Eilantrag zum Kohlegesetz vor OberverwaltungsgerichtTransparenz nutzt nichts, wenn es zu spät ist

Wann muss die Bundesregierung die Hintergründe ihrer Gesetzentwürfe offenlegen? Beim Streit um das milliardenschwere Kohlegesetz zeigt sich, dass Auskunftsgesetze oft zu schwerfällig sind – es sei denn, die Gerichte sorgen für Transparenz.

Demonstration an einem Kohlebagger
Demonstration für Kohleausstieg am Hambacher Wald CC-BY-NC-SA 2.0 Björn Obmann/BUNDjugend Berlin

Wer mithilfe von Informationsfreiheitsgesetzen die Grundlagen von Regierungsentscheidungen erfahren will, hat ein grundlegendes Problem: Während in manchen Fällen Gesetzentwürfe innerhalb von wenigen Wochen veröffentlicht und beschlossen werden, lassen sich Bundesministerien bei der Beantwortung von Anfragen dazu monatelang Zeit.

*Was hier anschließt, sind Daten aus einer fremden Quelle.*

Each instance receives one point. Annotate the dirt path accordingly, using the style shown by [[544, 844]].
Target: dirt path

Das führt dazu, dass Transparenz über neue Gesetze meist erst hergestellt wird, wenn ein Gesetz schon verabschiedet ist. Beispielsweise beim umstrittenen Kohlegesetz, das am Freitag der Bundestag beschließen soll. Kohlekonzerne sollen demnach für den anstehenden Kohleausstieg insgesamt 4,35 Milliarden Euro Steuergelder erhalten.

Entschädigungen zwei Milliarden Euro zu hoch

Unklar ist allerdings, auf welcher Grundlage die Milliardenzahlungen basieren. Das zuständige Bundeswirtschaftsministerium von Peter Altmaier (CDU) ist sich selbst offenbar nicht sicher, wofür die Milliardenzahlungen fließen sollen. Deswegen hatten die Organisationen ClientEarth und FragDenStaat einen Eilantrag beim Verwaltungsgericht Berlin eingereicht, um auf Basis des Umweltinformationsgesetzes sämtliche Informationen zur Berechnung der Entschädigungssumme zu erhalten.

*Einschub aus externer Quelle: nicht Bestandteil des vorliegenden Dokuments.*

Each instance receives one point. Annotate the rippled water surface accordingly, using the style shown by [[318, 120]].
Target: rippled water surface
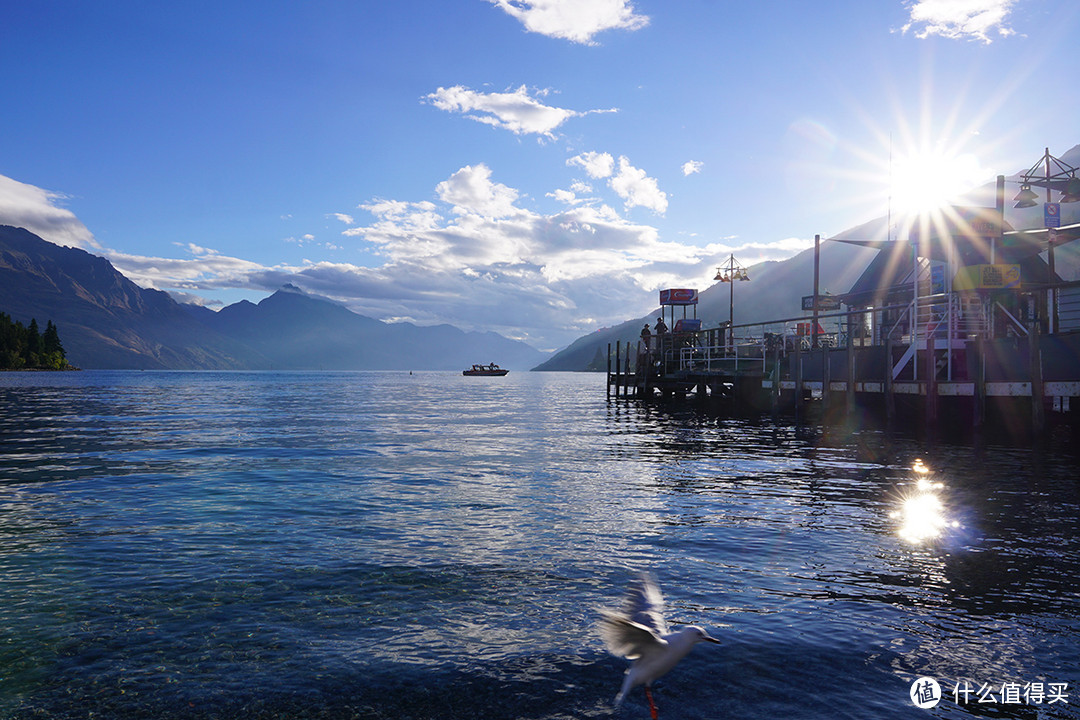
[[396, 545]]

Das Gericht hat den Antrag mit der Begründung abgelehnt, das Gesetz könne im Nachhinein noch geändert werden. Gerade in Bezug auf ein hart umkämpftes Kohlegesetz ist allerdings fraglich, ob dies in Bezug auf Entschädigungszahlungen so einfach möglich ist. Nach einem Gutachten des Öko-Instituts sind die geplanten Entschädigungen um zwei Milliarden Euro zu hoch angesetzt.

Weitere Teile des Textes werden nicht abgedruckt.